Ainda nesta senda de exame, pode-se evidenciar que a concepção pós-positivista que passou a permear o Direito, ofertou, por via de consequência, uma rotunda independência dos estudiosos e profissionais da Ciência Jurídica. Aliás, há que se citar o entendimento de Verdan, “esta doutrina é o ponto culminante de uma progressiva evolução acerca do valor atribuído aos princípios em face da legislação”[3]. Destarte, a partir de uma análise profunda de sustentáculos, infere-se que o ponto central da corrente pós-positivista cinge-se à valoração da robusta tábua principiológica que Direito e, por conseguinte, o arcabouço normativo passando a figurar, nesta tela, como normas de cunho vinculante, flâmulas hasteadas a serem adotadas na aplicação e interpretação do conteúdo das leis.
2 Direitos de Primeira Dimensão: Comentários à Concreção dos Direitos de Liberdade
No século XVIII, é verificável a instalação de um momento de crise no continente europeu, porquanto a classe burguesa que emergia, com grande poderio econômico, não participava da vida pública, pois inexistia, por parte dos governantes, a observância dos direitos fundamentais, até então construídos. Afora isso, apesar do esfacelamento do modelo feudal, permanecia o privilégio ao clero e à nobreza, ao passo que a camada mais pobre da sociedade era esmagada, porquanto, por meio da tributação, eram obrigados a sustentar os privilégios das minorias que detinham o poder. Com efeito, a disparidade existente, aliado ao achatamento da nova classe que surgia, em especial no que concerne aos tributos cobrados, produzia uma robusta insatisfação na órbita política[4]. O mesmo ocorria com a população pobre, que, vinda das regiões rurais, passa a ser, nos centros urbanos, explorada em fábricas, morava em subúrbios sem higiene, era mal alimentada e, do pouco que lhe sobejava, tinha que tributar à Corte para que esta gastasse com seus supérfluos interesses. Essas duas subclasses uniram-se e fomentaram o sentimento de contenda contra os detentores do poder, protestos e aclamações públicas tomaram conta da França.
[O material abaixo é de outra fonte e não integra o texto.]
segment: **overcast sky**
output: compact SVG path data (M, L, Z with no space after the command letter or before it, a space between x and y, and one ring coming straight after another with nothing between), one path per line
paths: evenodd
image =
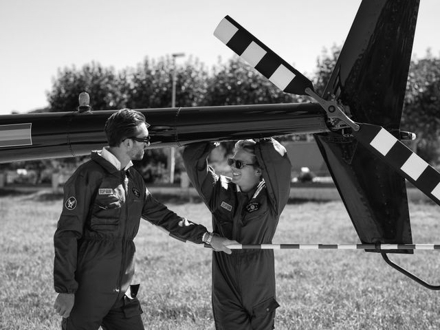
M307 76L324 47L343 43L360 2L0 0L0 115L47 106L57 70L73 65L118 70L176 52L224 62L233 54L212 33L228 14ZM413 56L439 56L439 0L420 0Z

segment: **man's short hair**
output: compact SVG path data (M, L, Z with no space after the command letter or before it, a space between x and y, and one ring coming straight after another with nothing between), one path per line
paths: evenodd
M115 112L109 117L104 129L109 146L118 146L127 138L136 136L143 122L150 126L145 116L135 110L125 108Z

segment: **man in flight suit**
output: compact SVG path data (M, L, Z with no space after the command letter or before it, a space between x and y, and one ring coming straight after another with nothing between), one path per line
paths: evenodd
M213 232L240 244L270 244L289 199L291 164L274 139L241 140L228 160L232 178L208 165L212 145L184 151L191 182L212 214ZM274 329L274 252L234 250L212 254L212 311L217 330Z
M132 160L149 144L141 113L120 110L107 120L108 147L92 151L64 187L64 206L54 236L54 304L63 329L143 329L142 309L129 289L141 217L181 241L208 243L216 250L236 242L212 237L155 199Z

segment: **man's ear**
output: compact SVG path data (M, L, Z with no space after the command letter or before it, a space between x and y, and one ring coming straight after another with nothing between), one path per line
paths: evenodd
M131 139L125 139L121 142L121 146L124 146L127 148L131 148L133 146L133 141Z

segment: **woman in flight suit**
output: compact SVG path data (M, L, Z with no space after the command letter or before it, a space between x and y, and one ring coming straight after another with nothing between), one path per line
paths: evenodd
M289 199L291 164L272 138L240 140L228 160L232 177L208 165L212 144L186 147L183 157L193 186L212 214L215 235L241 244L270 244ZM212 310L217 330L272 329L274 326L274 252L234 250L212 254Z

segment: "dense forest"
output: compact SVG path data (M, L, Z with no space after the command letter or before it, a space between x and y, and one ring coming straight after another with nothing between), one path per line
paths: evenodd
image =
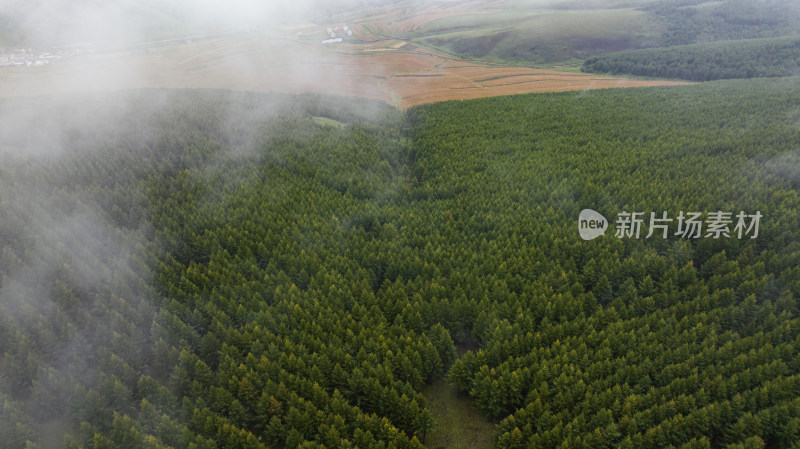
M711 81L800 74L800 37L721 41L608 53L581 70Z
M660 46L789 36L800 29L791 0L661 0L640 7L665 30Z
M3 101L0 439L421 449L446 376L503 449L796 445L798 81Z

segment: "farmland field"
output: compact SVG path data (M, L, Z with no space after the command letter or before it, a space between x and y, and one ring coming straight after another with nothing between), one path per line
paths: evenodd
M674 84L461 62L397 41L325 46L241 33L0 70L0 96L131 88L315 92L403 108L494 95Z

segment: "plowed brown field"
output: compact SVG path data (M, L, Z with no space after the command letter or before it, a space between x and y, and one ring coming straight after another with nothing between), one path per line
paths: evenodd
M239 34L73 57L45 67L0 68L0 96L142 87L318 92L407 108L527 92L677 84L454 60L401 41L323 45Z

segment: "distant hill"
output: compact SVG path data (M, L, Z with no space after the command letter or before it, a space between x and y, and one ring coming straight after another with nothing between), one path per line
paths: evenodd
M584 72L710 81L800 74L800 36L629 50L590 58Z

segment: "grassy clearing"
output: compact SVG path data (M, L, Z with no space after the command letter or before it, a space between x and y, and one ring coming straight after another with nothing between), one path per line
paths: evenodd
M638 48L660 32L634 9L485 14L431 22L415 39L448 53L494 63L553 64Z
M436 427L425 438L426 446L430 449L492 447L494 424L473 407L469 397L460 395L444 379L428 385L423 394L428 398L428 408L436 420Z

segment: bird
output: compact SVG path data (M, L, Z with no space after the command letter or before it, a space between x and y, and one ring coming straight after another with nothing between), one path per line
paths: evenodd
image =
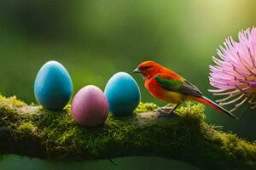
M183 76L154 61L144 61L139 64L133 72L143 76L144 86L152 96L175 105L168 113L159 116L173 115L173 111L184 101L197 101L239 120L229 110L204 96L198 88Z

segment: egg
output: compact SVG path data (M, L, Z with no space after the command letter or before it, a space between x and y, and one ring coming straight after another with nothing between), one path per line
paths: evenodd
M48 110L60 110L67 105L72 94L72 79L65 67L57 61L45 63L34 83L37 101Z
M103 92L97 87L88 85L81 88L71 104L72 115L81 126L103 124L108 116L108 104Z
M114 74L108 80L104 94L108 101L110 112L117 116L131 114L141 100L137 82L125 72Z

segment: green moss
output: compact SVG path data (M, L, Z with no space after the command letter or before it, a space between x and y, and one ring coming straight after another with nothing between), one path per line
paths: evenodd
M201 169L256 168L256 144L207 124L202 105L188 102L173 116L160 118L156 108L141 103L132 116L110 115L104 125L83 128L70 105L53 112L0 97L0 151L52 159L156 156Z

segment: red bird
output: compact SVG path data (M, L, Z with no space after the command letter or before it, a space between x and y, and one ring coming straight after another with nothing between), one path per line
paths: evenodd
M172 114L183 101L195 100L206 104L238 120L230 111L205 97L189 81L158 63L154 61L143 62L133 72L143 75L145 81L145 88L151 95L162 101L176 104L167 115Z

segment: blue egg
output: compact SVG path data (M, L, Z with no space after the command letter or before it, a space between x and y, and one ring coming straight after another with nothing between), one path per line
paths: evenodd
M125 72L114 74L108 82L104 94L109 105L109 111L114 116L131 114L141 100L137 82Z
M65 67L56 61L44 64L37 75L34 94L37 101L44 108L62 110L73 94L72 79Z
Em meados de 1789, em meio a um cenário caótico de insatisfação por parte das classes sociais exploradas, notadamente para manterem os interesses dos detentores do poder, implode a Revolução Francesa, que culminou com a queda da Bastilha e a tomada do poder pelos revoltosos, os quais estabeleceram, pouco tempo depois, a Assembleia Nacional Constituinte. Esta suprimiu os direitos das minorias, as imunidades estatais e proclamou a Declaração dos Direitos dos Homens e Cidadão que, ao contrário da Declaração do Bom Povo da Virgínia, que tinha um enfoque regionalista, voltado, exclusivamente aos interesses de seu povo, foi tida com abstrata[5] e, por isso, universalista. Ressalta-se que a Declaração Francesa possuía três características: intelectualismo, mundialismo e individualismo.
A primeira pressupunha que as garantias de direito dos homens e a entrega do poder nas mãos da população era obra e graça do intelecto humano; a segunda característica referia-se ao alcance dos direitos conquistados, pois, apenas, eles não salvaguardariam o povo francês, mas se estenderiam a todos os povos. Por derradeiro, a terceira característica referia-se ao seu caráter, iminentemente individual, não se preocupando com direitos de natureza coletiva, tais como as liberdades associativas ou de reunião. No bojo da declaração, emergidos nos seus dezessete artigos, estão proclamados os corolários e cânones da liberdade[6], da igualdade, da propriedade, da legalidade e as demais garantias individuais. Ao lado disso, é denotável que o diploma em comento consagrou os princípios fundantes do direito penal, dentre os quais sobreleva destacar princípio da legalidade[7], da reserva legal[8] e anterioridade em matéria penal, da presunção de inocência[9], tal como liberdade religiosa e livre manifestação de pensamento[10].
Os direitos de primeira dimensão compreendem os direitos de liberdade, tal como os direitos civis e políticos, estando acampados em sua rubrica os direitos à vida, liberdade, segurança, não discriminação racial, propriedade privada, privacidade e sigilo de comunicações, ao devido processo legal, ao asilo em decorrência de perseguições políticas, bem como as liberdades de culto, crença, consciência, opinião, expressão, associação e reunião pacíficas, locomoção, residência, participação política, diretamente ou por meio de eleições. “Os direitos de primeira geração ou direitos de liberdade têm por titular o indivíduo, são oponíveis ao Estado, traduzem-se como faculdades ou atributos da pessoa e ostentam subjetividade”[11], aspecto este que passa a ser característico da dimensão em comento. Com realce, são direitos de resistência ou de oposição perante o Estado, refletindo um ideário de afastamento daquele das relações individuais e sociais.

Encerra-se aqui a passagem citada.